Russia may add drug charges to Greenpeace piracy case
Greenpeace says drugs found on ship, Arctic Sunrise part of medical kit required by maritime law
Russian investigators say they have found drugs aboard a Greenpeace ship used in a protest against offshore Arctic drilling and would press new charges against some of the 30 people being held for alleged piracy. The Arctic Sunrise and everyone on board was seized by Russia's coast guard after a Sept. 18 protest at an offshore oil platform owned by the Russian state-controlled energy company Gazprom.
- Greenpeace activists, including 2 Canadians, jailed in Russia
- Greenpeace ship boarded by Russia, 2 Canadians arrested
Russia’s powerful Investigative Committee said morphine and poppy straw, ingredients found in heroin and opiates, were found on the ship.
Greenpeace International dismissed the allegations in a statement: "Any claim that illegal drugs were found is a smear, it's a fabrication, pure and simple."
“We can only assume the Russian authorities are referring to the medical supplies that our ships are obliged to carry under maritime law,” the statement said.
In addition to drugs, Russian investigators said searches of the Arctic Sunrise, which was boarded by members of Russia’s coast guard after the Sept. 18 protest at the Prirazlomnaya drilling platform, had revealed equipment with potential military uses.
It also said investigators were trying to establish which of those being held were responsible for what it called attempts to ram coast guard boats, endangering the lives of their crew.
"In view of the data obtained while investigating the criminal case, charges are expected to be adjusted," the committee said in a statement. It also said "a number of detainees will be presented with charges of committing other grave crimes."

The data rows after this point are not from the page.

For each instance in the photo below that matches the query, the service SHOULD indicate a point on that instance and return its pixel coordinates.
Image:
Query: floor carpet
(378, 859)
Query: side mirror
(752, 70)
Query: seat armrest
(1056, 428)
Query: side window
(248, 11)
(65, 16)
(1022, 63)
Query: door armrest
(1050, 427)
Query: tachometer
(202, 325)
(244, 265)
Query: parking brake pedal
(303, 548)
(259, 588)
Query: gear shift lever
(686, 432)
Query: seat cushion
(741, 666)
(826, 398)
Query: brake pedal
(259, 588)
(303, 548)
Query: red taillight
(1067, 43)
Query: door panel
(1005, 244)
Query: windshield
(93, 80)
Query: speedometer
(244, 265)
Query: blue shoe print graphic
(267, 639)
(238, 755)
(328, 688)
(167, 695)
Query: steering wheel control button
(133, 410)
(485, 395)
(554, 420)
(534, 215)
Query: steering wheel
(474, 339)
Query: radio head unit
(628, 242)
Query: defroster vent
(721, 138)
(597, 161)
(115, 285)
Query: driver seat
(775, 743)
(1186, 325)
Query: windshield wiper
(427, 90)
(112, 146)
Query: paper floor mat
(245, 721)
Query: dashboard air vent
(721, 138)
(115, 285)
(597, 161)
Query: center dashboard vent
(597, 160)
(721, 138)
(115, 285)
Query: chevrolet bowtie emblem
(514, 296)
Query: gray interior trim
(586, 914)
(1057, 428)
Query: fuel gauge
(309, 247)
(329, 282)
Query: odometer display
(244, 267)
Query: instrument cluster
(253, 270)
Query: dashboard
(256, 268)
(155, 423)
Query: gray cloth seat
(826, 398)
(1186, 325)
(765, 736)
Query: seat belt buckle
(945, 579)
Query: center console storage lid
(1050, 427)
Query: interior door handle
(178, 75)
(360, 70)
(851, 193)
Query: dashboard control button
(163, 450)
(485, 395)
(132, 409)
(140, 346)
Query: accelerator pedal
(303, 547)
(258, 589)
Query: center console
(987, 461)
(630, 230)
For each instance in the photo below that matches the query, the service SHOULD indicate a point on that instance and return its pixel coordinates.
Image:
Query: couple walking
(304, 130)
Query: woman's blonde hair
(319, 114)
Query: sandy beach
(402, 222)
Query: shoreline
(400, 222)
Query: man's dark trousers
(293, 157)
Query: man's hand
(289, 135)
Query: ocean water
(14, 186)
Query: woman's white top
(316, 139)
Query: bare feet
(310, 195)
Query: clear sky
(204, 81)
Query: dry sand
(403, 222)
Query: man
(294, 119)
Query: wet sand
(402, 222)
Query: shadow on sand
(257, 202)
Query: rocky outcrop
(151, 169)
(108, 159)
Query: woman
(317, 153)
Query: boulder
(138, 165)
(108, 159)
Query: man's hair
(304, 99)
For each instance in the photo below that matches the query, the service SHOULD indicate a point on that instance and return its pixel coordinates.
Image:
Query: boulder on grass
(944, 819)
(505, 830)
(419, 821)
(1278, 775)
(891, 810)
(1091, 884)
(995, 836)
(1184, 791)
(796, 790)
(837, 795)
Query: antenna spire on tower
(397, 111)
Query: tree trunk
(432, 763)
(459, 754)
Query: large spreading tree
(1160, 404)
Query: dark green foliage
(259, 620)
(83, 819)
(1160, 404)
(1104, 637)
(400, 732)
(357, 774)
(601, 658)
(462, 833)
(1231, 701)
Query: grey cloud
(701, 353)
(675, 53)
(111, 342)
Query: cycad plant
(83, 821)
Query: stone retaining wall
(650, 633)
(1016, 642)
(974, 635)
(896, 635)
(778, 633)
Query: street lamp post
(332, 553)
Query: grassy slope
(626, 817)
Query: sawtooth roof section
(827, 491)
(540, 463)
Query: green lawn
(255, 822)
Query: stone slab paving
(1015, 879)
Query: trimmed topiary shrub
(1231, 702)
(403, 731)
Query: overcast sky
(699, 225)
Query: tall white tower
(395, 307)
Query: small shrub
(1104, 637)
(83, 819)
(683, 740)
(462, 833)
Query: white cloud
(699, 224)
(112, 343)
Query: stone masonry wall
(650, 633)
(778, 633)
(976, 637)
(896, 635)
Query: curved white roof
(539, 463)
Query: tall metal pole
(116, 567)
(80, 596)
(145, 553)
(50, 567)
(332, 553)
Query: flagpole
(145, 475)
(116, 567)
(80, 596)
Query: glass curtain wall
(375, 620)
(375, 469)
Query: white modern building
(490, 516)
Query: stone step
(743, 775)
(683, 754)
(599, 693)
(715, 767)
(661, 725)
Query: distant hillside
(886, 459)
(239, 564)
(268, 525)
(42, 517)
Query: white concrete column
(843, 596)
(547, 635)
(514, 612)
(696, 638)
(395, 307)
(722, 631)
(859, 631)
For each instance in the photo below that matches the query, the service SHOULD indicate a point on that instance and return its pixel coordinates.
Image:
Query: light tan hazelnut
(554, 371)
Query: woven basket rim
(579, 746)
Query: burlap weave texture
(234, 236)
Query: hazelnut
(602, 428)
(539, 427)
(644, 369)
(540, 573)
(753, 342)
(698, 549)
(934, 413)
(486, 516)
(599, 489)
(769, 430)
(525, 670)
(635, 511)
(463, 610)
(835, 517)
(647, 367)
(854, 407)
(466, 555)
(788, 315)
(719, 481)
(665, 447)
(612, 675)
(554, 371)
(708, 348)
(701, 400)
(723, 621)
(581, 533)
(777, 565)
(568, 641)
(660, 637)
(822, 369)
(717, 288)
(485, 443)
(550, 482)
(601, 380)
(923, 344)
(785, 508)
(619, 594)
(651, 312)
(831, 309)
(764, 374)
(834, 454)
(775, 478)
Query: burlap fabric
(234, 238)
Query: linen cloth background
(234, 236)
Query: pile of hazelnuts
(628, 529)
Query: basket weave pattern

Russia arrested the 28 activists and two freelance journalists who were aboard the Greenpeace vessel Arctic Sunrise during a protest at an offshore drilling platform and charged all of them with piracy, which is punishable by up to 15 years in prison. The activists, crew members and journalists come from 18 different countries, including two from Canada.
Greenpeace lawyer Alexander Mukhortov said that the vessel's American captain legally kept morphine in his safe for medical purposes and the equipment cited by investigators was a sonar device widely used for maritime expeditions.
The environmentalist group said the piracy charges are absurd and unfounded and the conditions of detention for the detainees have in some cases violated their civil rights.
Kumi Naidoo, the head of Greenpeace, offered in a letter to Russian President Vladimir Putin to move to Russia and stand in as a guarantee if the activists were to be granted bail.
"Were our friends to be released on bail, I offer myself as security against the promise that the 28 Greenpeace International activists will answer for their peaceful protest according to the criminal code of Russia," wrote Naidoo.
A Murmansk court refused bail for four Russians among those under arrest. Appeals hearings against pretrial detention of the 26 other detainees are due this week and next.
Putin has said the activists were clearly not pirates but that their protest did violate the law.
The group's lawyers say the charges might have been initially laid to justify forcibly boarding and seizing the ship, which Greenpeace says was waiting in international waters during the protest.
The case has already upset Moscow's international ties, with the Netherlands launching legal proceedings against Russia, saying it had unlawfully detained the activists and others on the Dutch-registered icebreaker Arctic Sunrise.
The Russian investigators said the ship had violated the 500-metre security zone around the platform.
Greenpeace said its ship stayed out of this zone and its inflatable boats, used by activists to reach the platform, posed no danger.
Naidoo was among Greenpeace activists who scaled the same platform, owned by the state energy company Gazprom and at the heart of Russia's drive to tap the Arctic's energy resources, last year and got away with it.
The harsher treatment this time around is widely seen as an attempt to prevent future protests and give a clear signal that Russia is not willing to tolerate such actions.